Key Takeaways: Working with Dates, Times, and Time Series Data

This is your reference card for Chapter 11. Keep it handy whenever you're working with dates, time series, or any data that changes over time.


The Date Handling Workflow

Every time you encounter a date column, follow this sequence:

1. CHECK THE DTYPE          df["date"].dtype
    |                       If "object" -> it's a string, needs parsing.
    v
2. PARSE WITH FORMAT        pd.to_datetime(df["date"], format="%Y-%m-%d")
    |                       Always specify format when possible.
    v
3. HANDLE ERRORS            errors="coerce" converts bad values to NaT.
    |                       Check .isna().sum() for unparseable entries.
    v
4. SET AS INDEX             df = df.set_index("date")
    |                       Unlocks time-based slicing and resampling.
    v
5. VERIFY COMPLETENESS      Check for gaps with date_range().difference().
    |                       Fill gaps if needed (ffill, interpolate).
    v
6. ANALYZE                  resample(), rolling(), groupby with .dt

Date Format Codes Reference

Code Meaning Example
%Y 4-digit year 2023
%y 2-digit year 23
%m Month (01-12) 03
%d Day (01-31) 15
%B Full month name March
%b Abbreviated month Mar
%H Hour, 24-hour (00-23) 14
%I Hour, 12-hour (01-12) 02
%M Minute (00-59) 30
%S Second (00-59) 45
%p AM/PM PM
%A Full weekday name Wednesday
%a Abbreviated weekday Wed

Common format strings:

Date String Format String
"2023-03-15" "%Y-%m-%d"
"03/15/2023" "%m/%d/%Y"
"15/03/2023" "%d/%m/%Y"
"15-Mar-2023" "%d-%b-%Y"
"March 15, 2023" "%B %d, %Y"
"2023-03-15 14:30:00" "%Y-%m-%d %H:%M:%S"

The .dt Accessor

Access datetime components from a column (like .str for strings):

df["date"].dt.year          # 2023
df["date"].dt.month         # 3
df["date"].dt.day           # 15
df["date"].dt.hour          # 14
df["date"].dt.dayofweek     # 2 (Mon=0, Sun=6)
df["date"].dt.day_name()    # "Wednesday"
df["date"].dt.month_name()  # "March"
df["date"].dt.quarter       # 1
df["date"].dt.dayofyear     # 74
df["date"].dt.is_leap_year  # False
df["date"].dt.date          # date only (no time)
df["date"].dt.time          # time only (no date)

Formatting output:

df["date"].dt.strftime("%B %Y")  # "March 2023"

Date Arithmetic

Operation Code Result Type
Subtract two dates date2 - date1 Timedelta
Get days from Timedelta td.days int
Add days date + pd.Timedelta(days=7) Timestamp
Add calendar months date + pd.DateOffset(months=1) Timestamp
Add business days date + pd.offsets.BDay(5) Timestamp

Key distinction: - Timedelta(days=30) = exactly 30 days (calendar-unaware) - DateOffset(months=1) = one calendar month (handles varying month lengths)

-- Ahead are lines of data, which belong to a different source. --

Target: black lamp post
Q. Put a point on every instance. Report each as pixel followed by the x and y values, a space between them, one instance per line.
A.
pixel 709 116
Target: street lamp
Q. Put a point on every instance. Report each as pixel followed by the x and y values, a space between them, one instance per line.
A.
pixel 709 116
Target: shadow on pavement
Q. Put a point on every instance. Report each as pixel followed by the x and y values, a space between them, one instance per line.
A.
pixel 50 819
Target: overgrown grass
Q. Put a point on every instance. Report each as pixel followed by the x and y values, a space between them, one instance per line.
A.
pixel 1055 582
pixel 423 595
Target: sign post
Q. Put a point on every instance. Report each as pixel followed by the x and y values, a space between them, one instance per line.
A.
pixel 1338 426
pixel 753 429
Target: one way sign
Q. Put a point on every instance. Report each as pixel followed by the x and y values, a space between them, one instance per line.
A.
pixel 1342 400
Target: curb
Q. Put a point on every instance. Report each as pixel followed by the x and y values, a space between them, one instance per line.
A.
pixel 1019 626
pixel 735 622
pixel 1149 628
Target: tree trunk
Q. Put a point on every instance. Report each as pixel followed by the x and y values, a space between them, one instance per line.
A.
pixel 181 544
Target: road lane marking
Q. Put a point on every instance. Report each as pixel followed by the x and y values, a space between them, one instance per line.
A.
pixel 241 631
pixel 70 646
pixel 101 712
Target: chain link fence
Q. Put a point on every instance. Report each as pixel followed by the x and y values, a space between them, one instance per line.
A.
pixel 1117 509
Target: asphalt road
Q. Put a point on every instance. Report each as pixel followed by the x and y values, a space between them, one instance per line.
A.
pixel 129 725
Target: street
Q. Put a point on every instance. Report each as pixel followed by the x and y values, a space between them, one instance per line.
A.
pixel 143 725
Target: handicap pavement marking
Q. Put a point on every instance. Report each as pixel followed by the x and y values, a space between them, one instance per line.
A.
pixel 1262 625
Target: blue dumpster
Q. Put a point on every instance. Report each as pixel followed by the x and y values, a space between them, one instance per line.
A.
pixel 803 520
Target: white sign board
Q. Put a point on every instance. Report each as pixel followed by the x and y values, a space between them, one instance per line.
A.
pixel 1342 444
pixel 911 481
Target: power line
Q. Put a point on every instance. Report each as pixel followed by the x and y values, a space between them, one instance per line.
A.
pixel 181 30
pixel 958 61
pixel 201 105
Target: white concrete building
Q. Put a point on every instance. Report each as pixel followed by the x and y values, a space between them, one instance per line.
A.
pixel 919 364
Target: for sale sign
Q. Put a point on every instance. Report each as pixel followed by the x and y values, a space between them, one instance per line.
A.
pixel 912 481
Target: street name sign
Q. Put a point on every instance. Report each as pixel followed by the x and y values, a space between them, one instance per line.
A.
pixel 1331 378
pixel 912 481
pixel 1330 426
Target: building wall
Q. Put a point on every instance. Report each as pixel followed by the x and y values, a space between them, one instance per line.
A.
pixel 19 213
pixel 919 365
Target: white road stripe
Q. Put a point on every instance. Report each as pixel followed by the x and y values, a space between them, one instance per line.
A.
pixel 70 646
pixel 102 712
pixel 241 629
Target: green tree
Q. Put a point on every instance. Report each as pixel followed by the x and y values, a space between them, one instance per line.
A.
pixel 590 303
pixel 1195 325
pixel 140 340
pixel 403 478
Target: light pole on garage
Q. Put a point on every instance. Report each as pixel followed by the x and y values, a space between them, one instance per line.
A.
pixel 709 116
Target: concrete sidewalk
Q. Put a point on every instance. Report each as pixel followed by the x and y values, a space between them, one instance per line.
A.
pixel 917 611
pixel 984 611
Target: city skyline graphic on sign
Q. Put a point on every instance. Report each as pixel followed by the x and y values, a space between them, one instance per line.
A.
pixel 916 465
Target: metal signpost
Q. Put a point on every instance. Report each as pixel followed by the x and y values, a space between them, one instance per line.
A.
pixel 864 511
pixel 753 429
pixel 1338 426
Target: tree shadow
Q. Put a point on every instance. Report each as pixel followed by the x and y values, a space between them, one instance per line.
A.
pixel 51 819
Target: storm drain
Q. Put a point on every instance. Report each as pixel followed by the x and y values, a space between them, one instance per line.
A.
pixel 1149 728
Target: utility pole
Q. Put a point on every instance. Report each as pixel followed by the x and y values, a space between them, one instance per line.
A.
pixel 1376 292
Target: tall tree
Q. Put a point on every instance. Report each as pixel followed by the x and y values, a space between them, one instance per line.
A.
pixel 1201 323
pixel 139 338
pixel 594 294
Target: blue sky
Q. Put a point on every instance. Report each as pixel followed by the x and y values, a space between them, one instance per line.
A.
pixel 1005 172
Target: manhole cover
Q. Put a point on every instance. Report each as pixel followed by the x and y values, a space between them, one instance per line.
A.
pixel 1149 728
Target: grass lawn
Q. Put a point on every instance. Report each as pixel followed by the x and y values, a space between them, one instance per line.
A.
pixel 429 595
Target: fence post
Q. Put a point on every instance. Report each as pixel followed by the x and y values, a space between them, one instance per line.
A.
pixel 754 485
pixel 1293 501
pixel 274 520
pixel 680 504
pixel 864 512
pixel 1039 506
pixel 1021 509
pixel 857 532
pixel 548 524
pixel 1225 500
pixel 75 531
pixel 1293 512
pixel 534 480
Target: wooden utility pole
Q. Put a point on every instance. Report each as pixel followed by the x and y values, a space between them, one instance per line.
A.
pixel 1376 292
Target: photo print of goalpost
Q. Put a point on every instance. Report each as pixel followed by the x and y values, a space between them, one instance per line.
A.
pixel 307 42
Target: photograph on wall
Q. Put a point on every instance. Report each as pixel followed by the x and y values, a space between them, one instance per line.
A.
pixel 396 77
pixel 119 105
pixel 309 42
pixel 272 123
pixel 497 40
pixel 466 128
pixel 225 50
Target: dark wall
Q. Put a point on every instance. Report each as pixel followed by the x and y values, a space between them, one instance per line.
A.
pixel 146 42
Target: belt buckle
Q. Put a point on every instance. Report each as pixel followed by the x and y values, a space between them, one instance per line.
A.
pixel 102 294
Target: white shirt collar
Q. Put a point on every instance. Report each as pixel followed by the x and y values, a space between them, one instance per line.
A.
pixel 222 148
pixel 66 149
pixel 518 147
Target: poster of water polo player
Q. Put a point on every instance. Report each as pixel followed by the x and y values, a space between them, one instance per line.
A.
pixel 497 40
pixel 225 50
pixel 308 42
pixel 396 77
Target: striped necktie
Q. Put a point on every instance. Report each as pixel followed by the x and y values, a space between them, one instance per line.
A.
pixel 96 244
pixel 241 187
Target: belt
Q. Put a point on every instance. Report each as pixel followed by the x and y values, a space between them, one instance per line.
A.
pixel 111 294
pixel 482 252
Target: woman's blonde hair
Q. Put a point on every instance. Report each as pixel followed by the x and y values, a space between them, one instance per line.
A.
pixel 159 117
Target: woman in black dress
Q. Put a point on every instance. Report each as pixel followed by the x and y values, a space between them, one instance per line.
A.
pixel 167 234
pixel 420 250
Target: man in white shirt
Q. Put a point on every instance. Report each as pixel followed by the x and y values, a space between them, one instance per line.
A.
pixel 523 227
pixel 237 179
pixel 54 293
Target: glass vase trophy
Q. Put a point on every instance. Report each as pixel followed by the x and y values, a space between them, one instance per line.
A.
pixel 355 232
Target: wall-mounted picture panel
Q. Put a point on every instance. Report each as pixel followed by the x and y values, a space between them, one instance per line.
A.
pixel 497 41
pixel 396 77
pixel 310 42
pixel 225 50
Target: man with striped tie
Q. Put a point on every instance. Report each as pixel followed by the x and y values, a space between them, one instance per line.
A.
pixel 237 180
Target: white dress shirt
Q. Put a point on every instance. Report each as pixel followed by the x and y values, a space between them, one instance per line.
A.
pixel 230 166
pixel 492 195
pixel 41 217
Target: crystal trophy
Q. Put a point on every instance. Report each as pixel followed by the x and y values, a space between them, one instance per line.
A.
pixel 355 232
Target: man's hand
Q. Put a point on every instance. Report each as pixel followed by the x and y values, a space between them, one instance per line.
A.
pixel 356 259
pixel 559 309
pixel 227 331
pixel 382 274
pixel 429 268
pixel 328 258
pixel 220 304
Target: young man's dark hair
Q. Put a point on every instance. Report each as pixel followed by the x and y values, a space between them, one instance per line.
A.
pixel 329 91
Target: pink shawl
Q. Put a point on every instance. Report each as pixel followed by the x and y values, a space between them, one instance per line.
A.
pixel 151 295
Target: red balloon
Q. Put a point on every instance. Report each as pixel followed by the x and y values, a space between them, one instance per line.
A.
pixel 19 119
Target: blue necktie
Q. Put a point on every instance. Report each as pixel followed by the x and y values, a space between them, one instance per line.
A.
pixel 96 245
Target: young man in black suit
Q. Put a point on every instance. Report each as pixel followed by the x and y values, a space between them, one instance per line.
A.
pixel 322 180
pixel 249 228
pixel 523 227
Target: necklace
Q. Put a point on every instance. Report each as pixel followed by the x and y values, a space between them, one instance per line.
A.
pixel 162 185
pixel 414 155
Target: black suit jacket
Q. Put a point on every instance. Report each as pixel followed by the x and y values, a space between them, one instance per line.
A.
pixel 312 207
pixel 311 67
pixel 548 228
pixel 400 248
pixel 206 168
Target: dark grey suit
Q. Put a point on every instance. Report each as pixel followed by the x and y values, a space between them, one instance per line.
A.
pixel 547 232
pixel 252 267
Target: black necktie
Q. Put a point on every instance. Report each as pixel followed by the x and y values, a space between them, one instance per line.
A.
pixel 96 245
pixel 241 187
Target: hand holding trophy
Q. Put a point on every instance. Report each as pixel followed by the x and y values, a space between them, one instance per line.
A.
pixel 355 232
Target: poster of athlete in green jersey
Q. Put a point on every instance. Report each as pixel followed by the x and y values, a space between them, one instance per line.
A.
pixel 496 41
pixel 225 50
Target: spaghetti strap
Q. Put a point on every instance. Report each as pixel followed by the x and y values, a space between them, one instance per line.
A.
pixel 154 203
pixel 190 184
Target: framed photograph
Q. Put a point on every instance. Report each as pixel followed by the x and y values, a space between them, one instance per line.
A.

Resampling Quick Reference

Frequency aliases:

Alias Meaning
"D" Calendar day
"B" Business day (Mon-Fri)
"W" Weekly (default: Sunday)
"W-MON" Weekly, anchored to Monday
"MS" Month start
"ME" Month end
"QS" Quarter start
"QE" Quarter end
"YS" Year start
"YE" Year end
"h" Hourly
"min" Minutely

Common resampling patterns:

# Daily -> Weekly total
series.resample("W").sum()

# Daily -> Monthly average
series.resample("ME").mean()

# Hourly -> Daily max
series.resample("D").max()

# Multiple aggregations at once
series.resample("ME").agg(["mean", "min", "max", "std"])

Choosing the right aggregation:

If you want... Use... Example
Total over the period .sum() Total monthly revenue
Typical value .mean() Average daily temperature
Extreme value .max() / .min() Hottest day of the month
Number of observations .count() Days with data this month
Last value of the period .last() Month-end stock price

Rolling Windows Guide

# Basic 7-day rolling average
series.rolling(7).mean()

# Start computing before full window is available
series.rolling(7, min_periods=1).mean()

# Centered window (for historical analysis)
series.rolling(7, center=True).mean()

# Other rolling statistics
series.rolling(7).std()     # volatility
series.rolling(7).min()     # local minimum
series.rolling(7).max()     # local maximum
series.rolling(7).median()  # robust average
series.rolling(7).sum()     # running total over window

Window size guidelines:

Window Best for
3-day Very responsive, still noisy
7-day Standard for daily data (removes day-of-week effect)
14-day Smooths out biweekly patterns
30-day Monthly trend, very smooth
90-day Quarterly trend

Expanding Windows

# Cumulative mean (running average)
series.expanding().mean()

# Cumulative sum (running total)
series.expanding().sum()

# Cumulative max (running high)
series.expanding().max()

Rolling vs. Expanding: - Rolling = fixed window, moves through data (recent trend) - Expanding = window grows from start to current point (all-time statistic)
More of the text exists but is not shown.